I started my career as a project manager, defining and implementing customer facing and analytics solutions in retail at Debenhams. I fell into data properly after I left there and joined a small, specialist business intelligence and data warehousing consultancy.
I spent ten years working alongside organisations, aligning their insights to business outcomes and performance. I learnt the craft of how you bring together people, technology and data to help drive a business forward. I learnt the fundamentals of good data strategy, from definition to execution and refinement. We successfully grew that business to point of acquisition and a year after that I made the decision to move out of consulting and into industry.
I took an exciting role leading a new big data capability for Marks & Spencer. There I started as a team of one and grew that to 30 people, who designed, built and supported an enterprise analytics platform that served across the group, eg, marketing, supply chain, finance, ecommerce, buying and merchandising and customer services. I was also responsible for leading on the marketing and loyalty technology transformation programme, and for the implementation of its Sparks membership club.
I left M&S to build Cynozure, a business that can help bring positive use of data to the world.
My proudest achievement has been establishing Cynozure as a recognised and growing brand. We set out with big ambitions to create an attractive business that people wanted to work with as part of the team, as a partner or as a customer. I’ve been honoured to create and serve our community as part of this journey and I’m very lucky to work with some brilliant people. Our work has helped our clients’ humanitarian efforts across the world, preserve the UK’s cultural heritage, support children with cancer, promote the arts and many more commercial outcomes for our other clients, all of which I am super proud.
Given how much negativity there is at the moment, I’m learning to take inspiration from those who see the world in positive light and are helping us do the same. Hans Rosling is one of those people who has helped remind me how amazing human progress has been and how much better the world is now than it has ever been before.
I’ve learnt never to expect things to turn out the way you planned. In the crazy world of entrepreneurship, this rings even more true. So, from a business perspective, while we achieved all we wanted to and more, it happened very differently than planned at the start of 2019. There was definitely a sense that the uncertainty caused by Brexit, elections and all that came with that, made everyone more cautious.

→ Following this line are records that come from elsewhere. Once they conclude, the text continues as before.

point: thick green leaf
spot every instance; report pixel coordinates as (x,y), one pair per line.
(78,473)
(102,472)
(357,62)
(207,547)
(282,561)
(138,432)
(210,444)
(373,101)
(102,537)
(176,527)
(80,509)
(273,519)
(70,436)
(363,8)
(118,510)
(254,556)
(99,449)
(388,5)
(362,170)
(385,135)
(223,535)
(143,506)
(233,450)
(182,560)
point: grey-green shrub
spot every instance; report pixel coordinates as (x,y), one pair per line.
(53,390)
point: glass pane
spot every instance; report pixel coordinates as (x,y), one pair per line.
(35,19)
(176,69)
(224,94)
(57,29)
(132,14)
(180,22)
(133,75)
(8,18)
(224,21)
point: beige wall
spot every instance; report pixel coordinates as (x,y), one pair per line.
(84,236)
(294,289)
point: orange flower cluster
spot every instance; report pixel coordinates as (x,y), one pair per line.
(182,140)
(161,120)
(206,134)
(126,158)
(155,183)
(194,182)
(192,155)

However, the data world continued to progress and find better ways to deliver value which is a regular and trusted development I can expect to continue.
While I don’t expect the AI hype bubble to burst, I do think that in 2020 people will start to be more realistic about what they can expect to achieve with it and focus on use cases better aligned to strategy. I also believe we’ll see more and more people move into senior data leadership roles, taking a lead in defining what “good” looks like for their organisations and putting in plans to achieve that. There is also likely to be more consolidation in the technology market through acquisitions but also a proliferation of new and start-up technology making its way into business.
I’m passionate about working towards creating a better future for all through the open and positive use of data. There are so many more things we can use data and technology for, beyond selling more stuff, meddling in elections and creating an all-powerful human killing AI. There are so many great brains in the world and we should be pointing them at society’s biggest challenges. Data and technology can save lives, improve medicine, help the most vulnerable people, reverse climate change, build sustainable and collaborative cities and create a future we all want to be part of.
I wish this question asked “What is the biggest challenge your clients face…” because it’s certainly not technology. Technology is the easy bit. Organisations struggle most at knowing which business problems or opportunities to prioritise and how best to set themselves up in the best way to achieve success in an agile and iterative way.
Despite the hype around data and analytics, leadership teams and organisations are still apprehensive to invest, unclear of the benefit and skeptical of the outcomes. Culturally, organisations need to get past this and develop clarity around how being data enabled will benefit them and their outcomes.